The Malta Independent 14 July 2026, Tuesday
View E-Paper

‘I don’t like that other boy, Miss’

Daphne Caruana Galizia Thursday, 5 February 2015, 07:59 Last update: about 12 years ago

The newspapers have reported that when Joseph Muscat met Angela Merkel yesterday in Berlin, informally, she asked him whether he had had a good relationship with his predecessor. Merkel’s was clearly a pointed question. She herself had rather liked Lawrence Gonzi and made it clear on more than one occasion that she thought highly of him and of Malta’s economic performance under his administration. She also seemed to quite like him on a personal basis, as evident from the body language in video footage and photographs of their encounters at EU-level meetings.

The same cannot be said of her encounters with Joseph Muscat, photographs and film footage of which indicate that Merkel is guarded in his presence, quite stand-offish and displaying the body language of polite formality and even, in at least one video which was shared many thousands of times on Facebook, in which she was seen politely telling Muscat that she wanted to speak to her companions without him around, leaving him hanging about like a spare wheel that had come off, actually quite bristly.

Muscat, meanwhile, is shown doing all the running, laughing and flirting and trying to charm her – methods which work like magic on men in Malta but which will not work in the Merkel context. This is not just because Angela Merkel is the sort of woman she is, immune to flattery of that nature as otherwise she would not be where she is now, but also because, in behaving that way, Joseph Muscat immediately slots himself onto a lower rung. Lawrence Gonzi related to Angela Merkel as an equal – equal, that is, in maturity. And he knew how to communicate with Europe’s most powerful woman. Muscat obviously does not. Simply by watching the film footage, I can tell that he’s giving her all the wrong vibes and she’s thinking ‘oh my, what a pest – what on earth am I going to speak to this one about.’
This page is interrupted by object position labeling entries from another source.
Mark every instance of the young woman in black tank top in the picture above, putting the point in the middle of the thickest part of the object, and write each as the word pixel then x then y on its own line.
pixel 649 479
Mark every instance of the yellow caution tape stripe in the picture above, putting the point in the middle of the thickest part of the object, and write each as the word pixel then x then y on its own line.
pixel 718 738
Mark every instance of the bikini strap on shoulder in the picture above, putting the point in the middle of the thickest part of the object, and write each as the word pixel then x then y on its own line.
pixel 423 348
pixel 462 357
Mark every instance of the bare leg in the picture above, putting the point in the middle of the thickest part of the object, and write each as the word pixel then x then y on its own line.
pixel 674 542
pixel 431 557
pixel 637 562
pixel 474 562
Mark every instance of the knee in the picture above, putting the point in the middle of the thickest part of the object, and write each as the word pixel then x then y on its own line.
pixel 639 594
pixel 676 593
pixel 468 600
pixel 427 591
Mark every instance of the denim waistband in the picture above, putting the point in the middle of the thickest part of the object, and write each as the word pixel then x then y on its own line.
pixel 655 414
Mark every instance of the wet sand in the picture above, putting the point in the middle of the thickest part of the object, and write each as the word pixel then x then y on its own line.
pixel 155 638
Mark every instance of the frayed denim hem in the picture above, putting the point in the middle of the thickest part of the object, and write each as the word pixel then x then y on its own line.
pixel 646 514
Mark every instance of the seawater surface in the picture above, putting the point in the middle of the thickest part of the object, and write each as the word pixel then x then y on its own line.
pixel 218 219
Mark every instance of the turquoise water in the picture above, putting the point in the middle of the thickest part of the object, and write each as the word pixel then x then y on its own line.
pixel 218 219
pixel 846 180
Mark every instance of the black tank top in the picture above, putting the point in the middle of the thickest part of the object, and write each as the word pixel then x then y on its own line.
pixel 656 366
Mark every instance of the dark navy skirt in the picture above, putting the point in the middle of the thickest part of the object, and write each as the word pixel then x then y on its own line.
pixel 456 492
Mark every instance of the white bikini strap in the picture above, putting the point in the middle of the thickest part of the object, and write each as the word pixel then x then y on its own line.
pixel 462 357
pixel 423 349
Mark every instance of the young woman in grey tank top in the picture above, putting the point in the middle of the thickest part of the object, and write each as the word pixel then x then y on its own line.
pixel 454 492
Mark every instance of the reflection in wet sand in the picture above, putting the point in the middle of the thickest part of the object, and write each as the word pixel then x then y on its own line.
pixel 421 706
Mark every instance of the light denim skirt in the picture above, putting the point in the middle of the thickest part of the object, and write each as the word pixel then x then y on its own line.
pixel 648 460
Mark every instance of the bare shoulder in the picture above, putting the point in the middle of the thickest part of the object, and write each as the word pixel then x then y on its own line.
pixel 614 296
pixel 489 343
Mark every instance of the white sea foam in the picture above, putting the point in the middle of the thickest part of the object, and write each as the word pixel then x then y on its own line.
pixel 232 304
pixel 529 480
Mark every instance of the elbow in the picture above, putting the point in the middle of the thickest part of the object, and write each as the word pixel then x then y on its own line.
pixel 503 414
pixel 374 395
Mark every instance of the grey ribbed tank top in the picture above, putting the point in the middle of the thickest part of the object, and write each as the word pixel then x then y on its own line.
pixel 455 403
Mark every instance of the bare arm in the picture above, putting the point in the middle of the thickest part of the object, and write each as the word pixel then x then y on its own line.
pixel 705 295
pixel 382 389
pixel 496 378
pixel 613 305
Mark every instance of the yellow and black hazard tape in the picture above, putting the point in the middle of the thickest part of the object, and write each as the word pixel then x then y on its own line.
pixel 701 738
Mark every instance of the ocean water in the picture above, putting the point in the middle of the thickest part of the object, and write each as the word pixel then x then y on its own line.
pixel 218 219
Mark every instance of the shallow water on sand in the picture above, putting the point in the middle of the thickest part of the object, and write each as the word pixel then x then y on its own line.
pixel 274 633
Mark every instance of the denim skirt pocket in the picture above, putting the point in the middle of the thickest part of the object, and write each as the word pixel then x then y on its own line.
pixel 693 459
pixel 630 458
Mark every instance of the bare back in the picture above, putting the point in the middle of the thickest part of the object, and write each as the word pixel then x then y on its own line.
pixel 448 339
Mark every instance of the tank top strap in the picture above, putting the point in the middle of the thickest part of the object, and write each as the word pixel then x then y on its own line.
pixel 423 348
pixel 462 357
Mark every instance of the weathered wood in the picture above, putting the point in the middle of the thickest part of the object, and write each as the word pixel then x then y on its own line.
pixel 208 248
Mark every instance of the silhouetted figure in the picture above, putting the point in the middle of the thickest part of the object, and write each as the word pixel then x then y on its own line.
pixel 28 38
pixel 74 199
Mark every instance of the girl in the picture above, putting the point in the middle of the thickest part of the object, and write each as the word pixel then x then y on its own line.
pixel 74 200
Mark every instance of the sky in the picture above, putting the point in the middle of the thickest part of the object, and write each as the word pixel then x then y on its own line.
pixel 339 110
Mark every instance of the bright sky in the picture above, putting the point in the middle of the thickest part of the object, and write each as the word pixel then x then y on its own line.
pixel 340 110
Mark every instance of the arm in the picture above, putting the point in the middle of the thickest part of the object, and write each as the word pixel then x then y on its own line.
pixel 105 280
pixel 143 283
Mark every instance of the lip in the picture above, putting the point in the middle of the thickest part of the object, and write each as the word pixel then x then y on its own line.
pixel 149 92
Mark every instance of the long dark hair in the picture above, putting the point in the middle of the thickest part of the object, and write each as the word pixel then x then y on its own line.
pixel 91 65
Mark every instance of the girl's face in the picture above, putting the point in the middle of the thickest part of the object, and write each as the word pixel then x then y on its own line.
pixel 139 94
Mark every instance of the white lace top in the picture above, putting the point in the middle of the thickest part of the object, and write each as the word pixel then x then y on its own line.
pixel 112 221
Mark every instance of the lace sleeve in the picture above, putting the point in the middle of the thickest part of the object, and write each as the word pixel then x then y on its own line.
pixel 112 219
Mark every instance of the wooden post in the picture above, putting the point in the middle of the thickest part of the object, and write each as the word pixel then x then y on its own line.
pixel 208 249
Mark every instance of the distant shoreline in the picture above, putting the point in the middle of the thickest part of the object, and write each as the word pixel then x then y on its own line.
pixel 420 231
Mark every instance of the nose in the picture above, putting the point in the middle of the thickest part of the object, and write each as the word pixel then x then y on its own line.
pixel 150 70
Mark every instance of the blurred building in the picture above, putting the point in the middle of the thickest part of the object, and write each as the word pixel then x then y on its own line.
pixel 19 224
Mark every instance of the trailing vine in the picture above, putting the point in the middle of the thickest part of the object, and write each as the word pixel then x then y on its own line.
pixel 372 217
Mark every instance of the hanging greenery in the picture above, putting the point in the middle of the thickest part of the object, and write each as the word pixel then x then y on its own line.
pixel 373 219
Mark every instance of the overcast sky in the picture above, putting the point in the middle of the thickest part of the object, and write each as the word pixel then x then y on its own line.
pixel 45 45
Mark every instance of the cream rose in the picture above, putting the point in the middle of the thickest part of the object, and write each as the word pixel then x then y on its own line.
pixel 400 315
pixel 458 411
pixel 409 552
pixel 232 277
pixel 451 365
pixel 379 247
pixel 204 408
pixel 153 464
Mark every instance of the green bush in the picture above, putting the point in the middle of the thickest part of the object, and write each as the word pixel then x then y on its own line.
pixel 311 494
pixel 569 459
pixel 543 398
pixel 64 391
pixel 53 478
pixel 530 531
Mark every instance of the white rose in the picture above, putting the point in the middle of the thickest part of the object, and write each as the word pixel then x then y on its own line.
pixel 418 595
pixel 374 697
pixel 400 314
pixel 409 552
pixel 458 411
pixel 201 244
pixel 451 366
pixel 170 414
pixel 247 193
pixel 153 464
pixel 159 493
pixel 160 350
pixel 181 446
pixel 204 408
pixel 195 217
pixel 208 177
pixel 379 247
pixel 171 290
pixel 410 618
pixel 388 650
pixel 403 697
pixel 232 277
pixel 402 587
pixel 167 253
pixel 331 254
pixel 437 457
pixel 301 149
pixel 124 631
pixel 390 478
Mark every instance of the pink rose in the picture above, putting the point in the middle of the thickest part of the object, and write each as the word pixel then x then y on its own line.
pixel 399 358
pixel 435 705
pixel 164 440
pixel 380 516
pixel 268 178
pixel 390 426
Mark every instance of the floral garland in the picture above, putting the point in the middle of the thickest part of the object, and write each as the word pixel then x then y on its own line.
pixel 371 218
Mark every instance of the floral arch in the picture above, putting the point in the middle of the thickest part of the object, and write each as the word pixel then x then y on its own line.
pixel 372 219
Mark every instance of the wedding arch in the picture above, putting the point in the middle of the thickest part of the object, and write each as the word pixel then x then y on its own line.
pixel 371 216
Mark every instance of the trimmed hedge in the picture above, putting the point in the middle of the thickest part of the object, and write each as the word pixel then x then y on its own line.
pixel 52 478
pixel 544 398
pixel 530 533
Muscat responded to Merkel’s question about his relationship with Gonzi by saying that he had a good relationship with him, a better relationship than he has with his successor, Simon Busuttil. He couldn’t have given a less smart answer than that. Merkel is not some Maltese real estate developer at a reception hosted by Sandro Chetcuti, ready to lap up Muscat’s uncalled-for remarks and feeling flattered that he should have confided something like that. Merkel is a stateswoman, a diplomat. She herself would never pass a remark like that in response to a question like hers. People operating at that level are expected to be masters of the non-answer. It is a requirement not just of statesmen and diplomats, but of anybody who is properly brought up. Measure your words when replying to a loaded or pointed question. Give a non-answer. It’s a code everyone at that level is meant to understand.

Muscat’s response must have confirmed Merkel in what appears to be her rather guarded and unfavourable view of him. But then that’s why she would have asked the question in the first place – so as to be able to assess him further by how he replied. Muscat should have known that. It’s part of the code. He should have had the wit to assume that Merkel knows already, as do the rest of us, what his relationship with Lawrence Gonzi was like (extremely bad) and that even if she did not follow the news or wasn’t well briefed, she had plenty of access to Gonzi while he was prime minister, and a warm relationship with him, so if she was going to ask anybody how he got on with Muscat, she would obviously have asked him and in that case, the question would not have been loaded. 

Angela Merkel’s unspoken reaction to Muscat’s answer must have been ‘If you call that a good relationship, I’d like to know what some of your bad relationships are like.’ And that would have been followed quickly by, ‘What an idiot, to volunteer the information that he doesn’t get along with Simon Busuttil, when I never asked him and he’s completely out of order to say something like that anyway.’ Of course he was completely out of order. Can you imagine, and I use the example because it is the one with which people in Malta are most familiar, Prime Minister David Cameron going to a bilateral meeting in France or Germany or Italy and telling the heads of government in those countries how he doesn’t like Ed Miliband and doesn’t get along with him. It would never happen. Do I really need to explain why?